March 17, 2007
Frits van Bommel wrote:

> Lars Ivar Igesund wrote:
>> Frits van Bommel wrote:
>> 
>>> [2]: At least, I presume this discussion was brought on by the non-portable code in tango.text.convert.Layout?
>> 
>> Rather that that code breaks because GDC don't follow the D ABI :)
> 
> You may notice that the same text that specifies _argptr should be a
> void* then goes on to say[1] "To protect against the vagaries of stack
> layouts on different CPU architectures, use std.stdarg to access the
> variadic arguments".
> Doesn't this pretty much mean there's no good reason for _argptr to be a
> void* instead of a CPU-specific va_list type as declared by std.stdarg,
> which would be aliased to whatever the appropriate type for the CPU
> architecture is. (i.e. gcc.builtins.__builtin_va_list for GDC, void* for
> DMD)
> 
> In short: I don't think GDC is broken here, the ABI is just still a bit x86-centric and is the one that should be fixed. There is simply no good reason to decide in the standard that _argptr must be a pointer. It may be simpler (compiler) implementation-wise, but if you can't portably use the pointer anyway you may as well leave _argptr's type up to the compiler and just specify it as std.vararg.va_list, whatever that may be.
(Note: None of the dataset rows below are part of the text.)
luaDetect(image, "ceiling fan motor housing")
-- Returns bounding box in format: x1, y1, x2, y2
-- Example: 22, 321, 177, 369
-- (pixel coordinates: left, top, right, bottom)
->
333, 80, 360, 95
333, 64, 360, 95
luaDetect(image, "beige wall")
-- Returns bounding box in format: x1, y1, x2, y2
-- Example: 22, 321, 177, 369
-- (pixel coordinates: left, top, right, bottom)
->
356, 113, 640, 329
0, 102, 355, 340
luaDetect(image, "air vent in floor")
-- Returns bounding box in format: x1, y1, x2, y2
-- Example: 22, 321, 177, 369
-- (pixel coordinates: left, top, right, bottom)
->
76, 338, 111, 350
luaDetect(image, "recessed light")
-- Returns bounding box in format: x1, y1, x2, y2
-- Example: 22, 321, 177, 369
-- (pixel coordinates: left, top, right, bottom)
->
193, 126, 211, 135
If there is an actual win in having _argptr as a pointer as opposed to the current behaviour, for instance the possibility to easily indexing into the argument list, then there is a good reason to have it in the specification.

It is possible that other ways to have this working can be devised, but not being able to index into them portably, when they in any case need to be in the correct order, seems to me to be silly.

-- 
Lars Ivar Igesund
blog at http://larsivi.net
DSource, #d.tango & #D: larsivi
Dancing the Tango
March 17, 2007
Lars Ivar Igesund wrote:
> If there is an actual win in having _argptr as a pointer as opposed to the
> current behaviour, for instance the possibility to easily indexing into the
> argument list, then there is a good reason to have it in the specification.
> 
> It is possible that other ways to have this working can be devised, but not
> being able to index into them portably, when they in any case need to be in
> the correct order, seems to me to be silly.

I agree that indexing is important to have, especially given how Tango's format strings work.
However I don't think that justifies the language standard basically requiring that va_list is a pointer, especially if it can't be portably used without special standard library functions (i.e. va_arg and friends) anyway.
If on a given architecture a pointer happens to be the most efficient or natural implementation, fine. But I think that decision should be up to the compiler, not the language.
March 17, 2007
Frits van Bommel wrote:
> Sean Kelly wrote:
>>
>> So they define an ABI for C to facilitate interoperability across compilers.  This is laudable, but it has nothing to do with calling D functions.
> 
> At the moment it does, since GDC 0.23 seems to follow it on amd64...
> (IIRC GDC just passes he context/this pointer (if any) as a hidden first argument, ensuring it'll always be in a register)
> I would wholly support using a slight variation when it comes to varargs though, to put them in a contiguous area on the stack.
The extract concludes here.